La palabra debe ir acompañada de la acción, más allá de cualquier expresión, porque ese fue el gran espejismo de Corral, las promesas que se volvieron lo contrario, huecas, lejos de la concreción, simples evasivas primero lingüísticas y después, praxis política opuesta.

La otra aspirante, Maru Campos, en los hechos ya se ha deslindado con precisión, no de ahorita, sino desde hace tiempo. En la alcaldía, de la cual pidió licencia el viernes, ha marcado raya con marcador grueso, indeleble, para que no quede duda.

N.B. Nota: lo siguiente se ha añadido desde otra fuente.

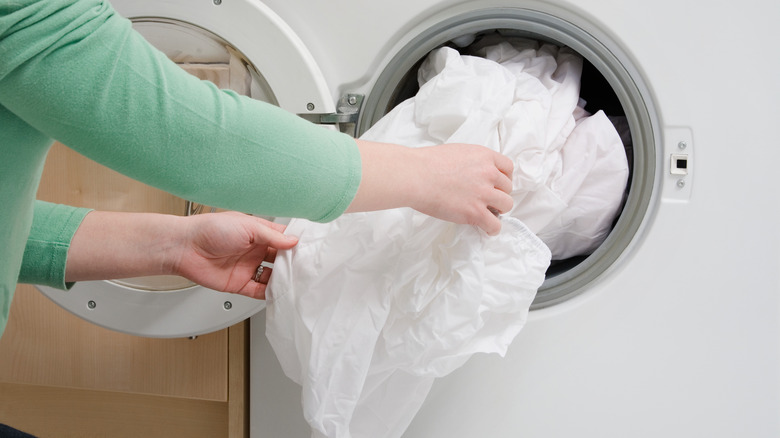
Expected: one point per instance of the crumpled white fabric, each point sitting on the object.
(366, 311)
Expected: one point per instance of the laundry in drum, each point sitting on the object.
(366, 311)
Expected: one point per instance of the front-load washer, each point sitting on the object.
(242, 45)
(670, 328)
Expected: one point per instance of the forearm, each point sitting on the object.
(80, 74)
(121, 245)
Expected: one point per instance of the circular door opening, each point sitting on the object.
(609, 82)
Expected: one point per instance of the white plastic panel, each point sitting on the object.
(285, 68)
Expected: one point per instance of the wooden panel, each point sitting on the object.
(45, 345)
(238, 371)
(64, 413)
(70, 178)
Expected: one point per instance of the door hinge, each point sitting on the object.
(346, 116)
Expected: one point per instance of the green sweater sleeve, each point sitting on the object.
(77, 71)
(46, 252)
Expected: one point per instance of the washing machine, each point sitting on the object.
(670, 328)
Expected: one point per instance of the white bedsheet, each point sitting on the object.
(369, 309)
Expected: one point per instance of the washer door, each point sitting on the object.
(242, 45)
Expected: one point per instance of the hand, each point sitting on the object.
(222, 251)
(218, 250)
(466, 184)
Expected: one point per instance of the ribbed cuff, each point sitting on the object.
(46, 252)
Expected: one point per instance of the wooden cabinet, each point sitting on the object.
(61, 376)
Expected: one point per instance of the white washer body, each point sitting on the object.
(681, 335)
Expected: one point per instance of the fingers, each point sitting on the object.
(505, 165)
(491, 223)
(272, 234)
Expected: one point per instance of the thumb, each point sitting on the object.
(274, 237)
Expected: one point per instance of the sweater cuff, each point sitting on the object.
(46, 252)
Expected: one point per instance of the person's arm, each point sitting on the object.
(221, 251)
(78, 72)
(461, 183)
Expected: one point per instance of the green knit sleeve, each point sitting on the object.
(78, 72)
(47, 246)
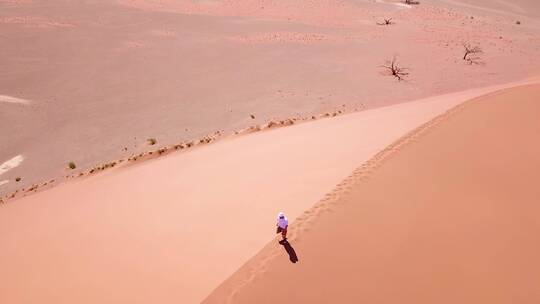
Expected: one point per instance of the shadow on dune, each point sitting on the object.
(290, 251)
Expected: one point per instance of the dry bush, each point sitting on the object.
(469, 53)
(395, 70)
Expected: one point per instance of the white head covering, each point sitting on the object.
(283, 222)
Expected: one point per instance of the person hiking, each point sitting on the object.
(282, 224)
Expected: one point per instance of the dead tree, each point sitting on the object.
(386, 22)
(471, 50)
(395, 70)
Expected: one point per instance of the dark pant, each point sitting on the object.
(283, 231)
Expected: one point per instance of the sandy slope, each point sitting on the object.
(174, 228)
(448, 215)
(90, 81)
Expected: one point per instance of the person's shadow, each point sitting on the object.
(290, 251)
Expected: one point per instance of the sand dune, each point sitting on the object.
(11, 163)
(447, 215)
(176, 227)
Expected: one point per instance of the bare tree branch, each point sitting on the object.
(470, 50)
(395, 70)
(386, 22)
(469, 53)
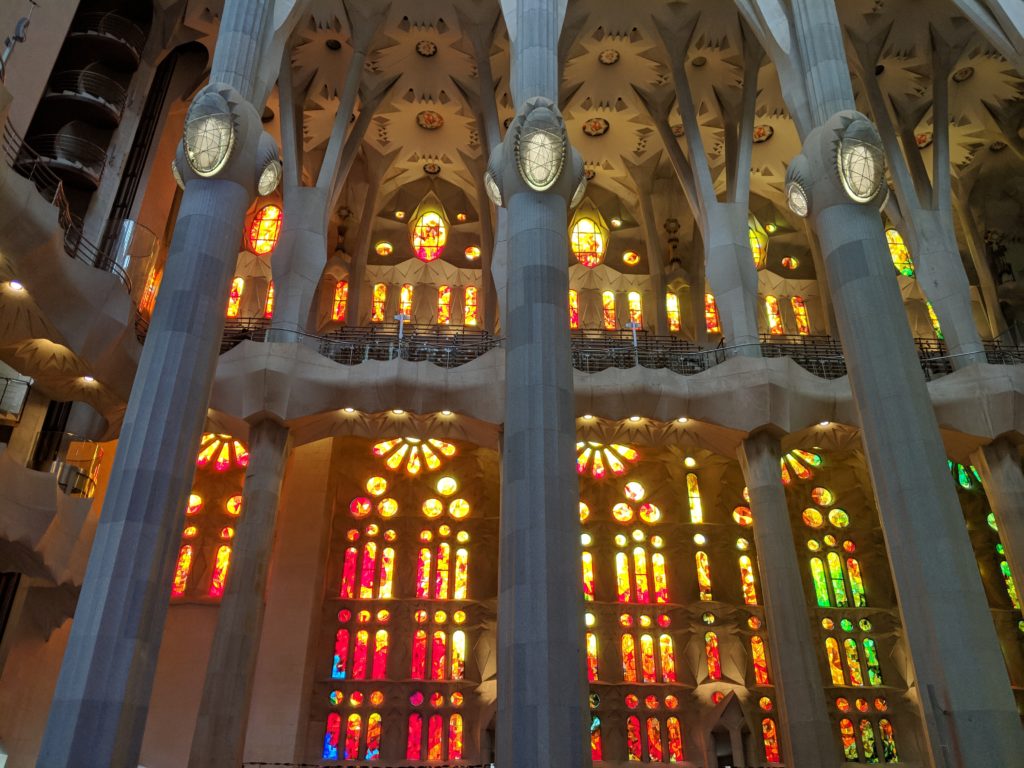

Ha sido en obra pública, en el manejo de seguridad, en el manejo de la ciudad en general, un estilo distinto con tonalidad de deslinde pleno de su propio compañero de partido, y por cuya razón, no por otra, básicamente se le ha echado encima, característica innegable de gobierno, no sólo misógino, sino con ribetes obtusos y canibalescos.

Si el gobernador hubiera querido combatir la corrupción habrían sido insuficientes los cuatro años para remediar este mal dentro de su propio gobierno, en la policía, las finanzas, la salud, comunicación social, sus gastos de viaje aéreos injustificados a todas luces.

Por eso, al arrancar la carrera de veintitantos días para obtener la candidatura a la gubernatura, se inaugura a la vez el reto del panismo para separar la propuesta de un nuevo gobierno del que está por terminar en ruinas, en el necesario reencauzamiento hacia los fines, objetivos, metas, propósitos, principios y bases del albiazul.

Para los chihuahuenses es momento de esperanza de que haya un cambio auténtico y no mentiras, como ha ocurrido los últimos once años con Duarte y su copia al carbón llamado Javier Corral.